- Carlos J. Gradin inspecting rock art at Cueva de las Manos
- Born: 20 May 1918
- Died: 31 March 2002
- Education: University of Buenos Aires
- Occupations: Archaeologist, surveyor
- Employer: National Scientific and Technical Research Council ;
- Spouse: Ana María Aguerre

= Carlos J. Gradin =

Argentine archaeologist (1918–2002)

Carlos Joaquín Gradin (20 May 1918 – 31 March 2002), also known as Carlos Gradín, was an Argentine surveyor and archaeologist. He carried out numerous studies in the Patagonian region, and is known for his extensive studies of Cueva de las Manos. He was a member of the National Scientific and Technical Research Council (CONICET).

== Education and career ==
Gradin was a member of the Institute of Archaeology of the Facultad de Filosofía y Letras, Universidad de Buenos Aires (School of Philosophy and Literature of the University of Buenos Aires). He was a recognized specialist in Patagonian rock art.

Gradin became a surveyor and archaeologist, as well as a member of CONICET. His career lasted for over 30 years.

== Archaeological work ==
Gradin carried out numerous studies in the Patagonian region. He was considered by Luis Abel Orquera to have been "the principal authority on indigenous Pampean-Patagonian art."

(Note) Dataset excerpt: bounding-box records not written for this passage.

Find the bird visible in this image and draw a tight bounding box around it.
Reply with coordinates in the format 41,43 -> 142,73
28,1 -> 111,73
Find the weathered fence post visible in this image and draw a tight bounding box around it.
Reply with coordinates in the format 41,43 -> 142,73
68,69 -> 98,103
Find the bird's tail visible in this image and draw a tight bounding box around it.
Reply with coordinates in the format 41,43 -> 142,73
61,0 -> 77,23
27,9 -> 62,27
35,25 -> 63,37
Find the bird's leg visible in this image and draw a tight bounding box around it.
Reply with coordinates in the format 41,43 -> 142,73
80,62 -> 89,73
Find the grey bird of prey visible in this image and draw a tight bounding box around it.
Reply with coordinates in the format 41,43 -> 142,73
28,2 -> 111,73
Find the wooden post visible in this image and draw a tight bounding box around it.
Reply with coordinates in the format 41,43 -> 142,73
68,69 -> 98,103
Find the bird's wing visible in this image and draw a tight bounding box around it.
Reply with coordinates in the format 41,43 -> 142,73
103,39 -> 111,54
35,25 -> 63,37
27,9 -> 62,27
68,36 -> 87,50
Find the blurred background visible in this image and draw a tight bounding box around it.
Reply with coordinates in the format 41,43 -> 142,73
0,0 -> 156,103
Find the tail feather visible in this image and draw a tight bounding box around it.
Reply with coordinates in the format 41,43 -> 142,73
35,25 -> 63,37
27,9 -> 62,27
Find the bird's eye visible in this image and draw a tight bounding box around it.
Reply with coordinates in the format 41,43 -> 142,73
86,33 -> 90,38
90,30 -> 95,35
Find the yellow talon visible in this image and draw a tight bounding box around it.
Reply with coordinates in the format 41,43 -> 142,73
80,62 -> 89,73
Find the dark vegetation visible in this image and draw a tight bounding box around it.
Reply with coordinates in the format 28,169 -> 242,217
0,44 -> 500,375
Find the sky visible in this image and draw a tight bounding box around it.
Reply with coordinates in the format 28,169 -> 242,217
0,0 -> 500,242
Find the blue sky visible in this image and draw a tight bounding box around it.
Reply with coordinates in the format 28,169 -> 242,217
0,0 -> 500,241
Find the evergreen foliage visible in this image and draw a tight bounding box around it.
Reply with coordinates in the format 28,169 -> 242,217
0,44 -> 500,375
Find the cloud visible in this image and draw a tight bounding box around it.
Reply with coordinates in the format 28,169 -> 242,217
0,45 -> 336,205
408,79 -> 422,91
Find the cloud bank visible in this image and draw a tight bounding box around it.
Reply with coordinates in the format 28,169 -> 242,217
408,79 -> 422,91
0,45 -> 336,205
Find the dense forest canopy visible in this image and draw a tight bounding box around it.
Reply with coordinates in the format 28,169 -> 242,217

=== Work at Cueva de las Manos ===
Carlos Gradin is known for his extensive studies of Cueva de las Manos. Gradin and his team's study of cave art in and around Cueva de las Manos formed the most important research on the site. Him and his team began excavating the sites in 1964, which marked the beginning of their 30-year-long study.

In his studies, Gradin helped to separate the different stylistic sequences of the cave, and of rock art in Patagonia as a whole.

The importance of his discoveries to the country's natural and cultural heritage resulted in the site being named a United Nations Educational, Scientific and Cultural Organization (UNESCO) World Heritage Site in 1999.

== Death and legacy ==
Carlos J. Gradin was born in 1918 and died in 2002, making him 83 years old at the time of his death.

Gradin has an Archaeological Museum named after him in Perito Moreno, Argentina. As of 2019, the building is still under construction.